This article was written more than 2 years ago (July 21, 2007) in the UK news media. It concerns the heroin crop in Afghanistan. Read it all. Has anything really changed in Afghanistan since then? This article should be kept in mind when a politician calls "for more troops to go into Afghanistan."
A few interesting notes from the article:
"The four largest players in the heroin business are all senior members of the Afghan government, the government that our soldiers are fighting and dying to protect.
When we attacked Afghanistan, America bombed from the air while the CIA paid, armed and equipped the dispirited warlord drug barons, especially those grouped in the Northern Alliance, to do the ground occupation. We bombed the Taliban and their allies into submission, while the warlords moved in to claim the spoils. Then we made them ministers."
Note: (Remember Alexander Litvinenko, the former agent of the KGB who died in London Nov 2006? He was poisoned with polonium 210 and had been investigating the drug trade.)
"Litvinenko was working for the KGB in St Petersburg in 2001 and 2002. He became concerned at the vast amounts of heroin coming from Afghanistan, in particular from the fiefdom of the (now) Head of the Afghan armed forces, General Abdul Rashid Dostum, in north and east Afghanistan."
"...his discoveries about the heroin trade were what put his life in danger. Litvinenko was working for the KGB in St Petersburg in 2001 and 2002. He became concerned at the vast amounts of heroin coming from Afghanistan, in particular from the fiefdom of the (now) Head of the Afghan armed forces, General Abdul Rashid Dostum, in north and east Afghanistan."

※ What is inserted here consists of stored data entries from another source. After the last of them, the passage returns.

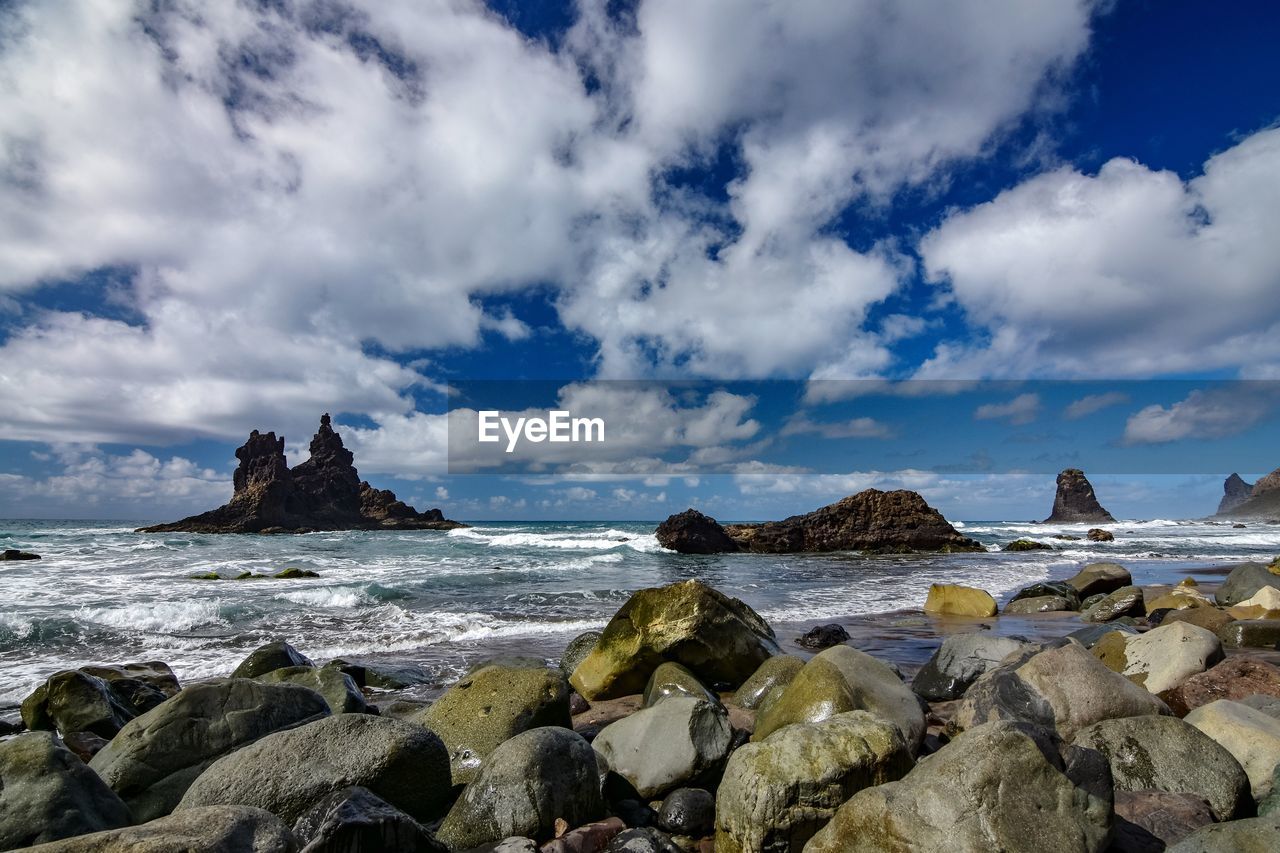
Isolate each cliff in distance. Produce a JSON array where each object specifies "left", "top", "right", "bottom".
[{"left": 139, "top": 414, "right": 465, "bottom": 534}]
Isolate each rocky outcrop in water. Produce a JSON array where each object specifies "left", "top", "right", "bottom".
[
  {"left": 139, "top": 414, "right": 465, "bottom": 534},
  {"left": 1216, "top": 466, "right": 1280, "bottom": 519},
  {"left": 1043, "top": 468, "right": 1115, "bottom": 523},
  {"left": 657, "top": 491, "right": 981, "bottom": 555}
]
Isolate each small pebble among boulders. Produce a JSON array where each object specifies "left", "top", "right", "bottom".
[
  {"left": 11, "top": 573, "right": 1280, "bottom": 851},
  {"left": 0, "top": 548, "right": 40, "bottom": 560}
]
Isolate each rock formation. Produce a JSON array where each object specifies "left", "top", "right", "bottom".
[
  {"left": 1043, "top": 468, "right": 1115, "bottom": 523},
  {"left": 1215, "top": 467, "right": 1280, "bottom": 519},
  {"left": 655, "top": 490, "right": 982, "bottom": 554},
  {"left": 1218, "top": 473, "right": 1255, "bottom": 515},
  {"left": 139, "top": 415, "right": 465, "bottom": 534}
]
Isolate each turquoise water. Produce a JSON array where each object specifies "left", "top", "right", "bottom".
[{"left": 2, "top": 518, "right": 1278, "bottom": 708}]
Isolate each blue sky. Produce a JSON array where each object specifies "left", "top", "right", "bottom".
[{"left": 0, "top": 0, "right": 1278, "bottom": 521}]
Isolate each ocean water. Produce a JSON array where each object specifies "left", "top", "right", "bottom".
[{"left": 2, "top": 518, "right": 1278, "bottom": 709}]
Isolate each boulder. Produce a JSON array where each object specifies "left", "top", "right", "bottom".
[
  {"left": 1087, "top": 528, "right": 1115, "bottom": 542},
  {"left": 922, "top": 584, "right": 997, "bottom": 617},
  {"left": 953, "top": 642, "right": 1169, "bottom": 741},
  {"left": 1010, "top": 580, "right": 1082, "bottom": 610},
  {"left": 1091, "top": 621, "right": 1224, "bottom": 694},
  {"left": 561, "top": 631, "right": 602, "bottom": 680},
  {"left": 657, "top": 788, "right": 715, "bottom": 838},
  {"left": 21, "top": 669, "right": 147, "bottom": 739},
  {"left": 1003, "top": 538, "right": 1051, "bottom": 551},
  {"left": 714, "top": 711, "right": 913, "bottom": 853},
  {"left": 1164, "top": 607, "right": 1236, "bottom": 633},
  {"left": 591, "top": 696, "right": 731, "bottom": 799},
  {"left": 1069, "top": 621, "right": 1140, "bottom": 649},
  {"left": 1185, "top": 700, "right": 1280, "bottom": 801},
  {"left": 732, "top": 655, "right": 804, "bottom": 711},
  {"left": 911, "top": 633, "right": 1033, "bottom": 702},
  {"left": 1243, "top": 695, "right": 1280, "bottom": 721},
  {"left": 231, "top": 641, "right": 315, "bottom": 679},
  {"left": 655, "top": 509, "right": 738, "bottom": 554},
  {"left": 24, "top": 806, "right": 297, "bottom": 853},
  {"left": 1219, "top": 619, "right": 1280, "bottom": 649},
  {"left": 177, "top": 714, "right": 451, "bottom": 825},
  {"left": 0, "top": 548, "right": 40, "bottom": 560},
  {"left": 1073, "top": 715, "right": 1250, "bottom": 820},
  {"left": 1216, "top": 562, "right": 1280, "bottom": 607},
  {"left": 607, "top": 828, "right": 681, "bottom": 853},
  {"left": 415, "top": 664, "right": 570, "bottom": 784},
  {"left": 1043, "top": 468, "right": 1116, "bottom": 523},
  {"left": 754, "top": 646, "right": 924, "bottom": 753},
  {"left": 806, "top": 721, "right": 1113, "bottom": 853},
  {"left": 1066, "top": 562, "right": 1133, "bottom": 598},
  {"left": 89, "top": 679, "right": 331, "bottom": 822},
  {"left": 1145, "top": 591, "right": 1213, "bottom": 614},
  {"left": 0, "top": 732, "right": 133, "bottom": 850},
  {"left": 721, "top": 489, "right": 983, "bottom": 554},
  {"left": 1112, "top": 790, "right": 1214, "bottom": 853},
  {"left": 569, "top": 580, "right": 779, "bottom": 701},
  {"left": 292, "top": 786, "right": 444, "bottom": 853},
  {"left": 1081, "top": 585, "right": 1145, "bottom": 622},
  {"left": 1162, "top": 658, "right": 1280, "bottom": 717},
  {"left": 436, "top": 728, "right": 603, "bottom": 849},
  {"left": 1005, "top": 595, "right": 1075, "bottom": 614},
  {"left": 543, "top": 819, "right": 626, "bottom": 853},
  {"left": 257, "top": 666, "right": 368, "bottom": 715},
  {"left": 1166, "top": 811, "right": 1280, "bottom": 852},
  {"left": 326, "top": 659, "right": 433, "bottom": 691},
  {"left": 642, "top": 662, "right": 719, "bottom": 709},
  {"left": 795, "top": 624, "right": 850, "bottom": 650},
  {"left": 1227, "top": 586, "right": 1280, "bottom": 620}
]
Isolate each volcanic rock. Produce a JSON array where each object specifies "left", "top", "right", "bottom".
[
  {"left": 1, "top": 548, "right": 40, "bottom": 560},
  {"left": 717, "top": 489, "right": 981, "bottom": 554},
  {"left": 139, "top": 414, "right": 465, "bottom": 533},
  {"left": 655, "top": 509, "right": 739, "bottom": 554},
  {"left": 1044, "top": 468, "right": 1116, "bottom": 523},
  {"left": 1217, "top": 466, "right": 1280, "bottom": 519},
  {"left": 1219, "top": 473, "right": 1256, "bottom": 515}
]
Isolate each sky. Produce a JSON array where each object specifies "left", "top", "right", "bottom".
[{"left": 1, "top": 0, "right": 1278, "bottom": 521}]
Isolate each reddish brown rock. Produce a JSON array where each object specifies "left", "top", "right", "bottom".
[
  {"left": 1159, "top": 656, "right": 1280, "bottom": 717},
  {"left": 1111, "top": 790, "right": 1215, "bottom": 853}
]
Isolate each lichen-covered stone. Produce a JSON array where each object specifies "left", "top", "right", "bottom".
[
  {"left": 642, "top": 662, "right": 719, "bottom": 708},
  {"left": 256, "top": 665, "right": 368, "bottom": 715},
  {"left": 922, "top": 584, "right": 997, "bottom": 617},
  {"left": 1081, "top": 585, "right": 1145, "bottom": 622},
  {"left": 732, "top": 655, "right": 804, "bottom": 711},
  {"left": 1090, "top": 621, "right": 1223, "bottom": 694}
]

"Litvinenko uncovered the St Petersburg end and was stunned by the involvement of the city authorities, local police and security services at the most senior levels. He reported in detail to President Vladimir Putin. Putin is, of course, from St Petersburg, and the people Litvinenko named were among Putin's closest political allies. That is why Litvinenko, having miscalculated badly, had to flee Russia."
"I had as little luck as Litvinenko in trying to get official action against this heroin trade. At the St Petersburg end he found those involved had the top protection. In Afghanistan, General Dostum is vital to Karzai's coalition, and to the West's pretence of a stable, democratic government."
"Opium is produced all over Afghanistan, but especially in the north and north-east, Dostum's territory. Again, our Government's spin doctors have tried hard to obscure this fact and make out that the bulk of the heroin is produced in the tiny areas of the south under Taliban control. But these are the most desolate, infertile rocky areas. It is a physical impossibility to produce the bulk of the vast opium harvest there."
"Since we brought 'democracy' to Afghanistan, Dostum ordered an MP who annoyed him to be pinned down while he attacked him. The sad thing is that Dostum is probably not the worst of those comprising the Karzai government, or the biggest drug smuggler among them."
"Our Afghan policy is still victim to Tony Blair's simplistic world view and his childish division of all conflicts into 'good guys' and 'bad guys'. The truth is that there are seldom any good guys among those vying for power in a country such as Afghanistan. To characterise the Karzai government as good guys is sheer nonsense."
"Why then do we continue to send our soldiers to die in Afghanistan? Our presence in Afghanistan and Iraq is the greatest recruiting sergeant for Islamic militants. As the great diplomat, soldier and adventurer Lieutenant-Colonel Sir Alexander Burnes pointed out before his death in the First Afghan War in 1841, there is no point in a military campaign in Afghanistan as every time you beat them, you just swell their numbers. Our only real achievement to date is falling street prices for heroin in London."
"Remember this article next time you hear a politician calling for more troops to go into Afghanistan. And when you hear of another brave British life wasted there, remember you can add to the casualty figures all the young lives ruined, made miserable or ended by heroin in the UK."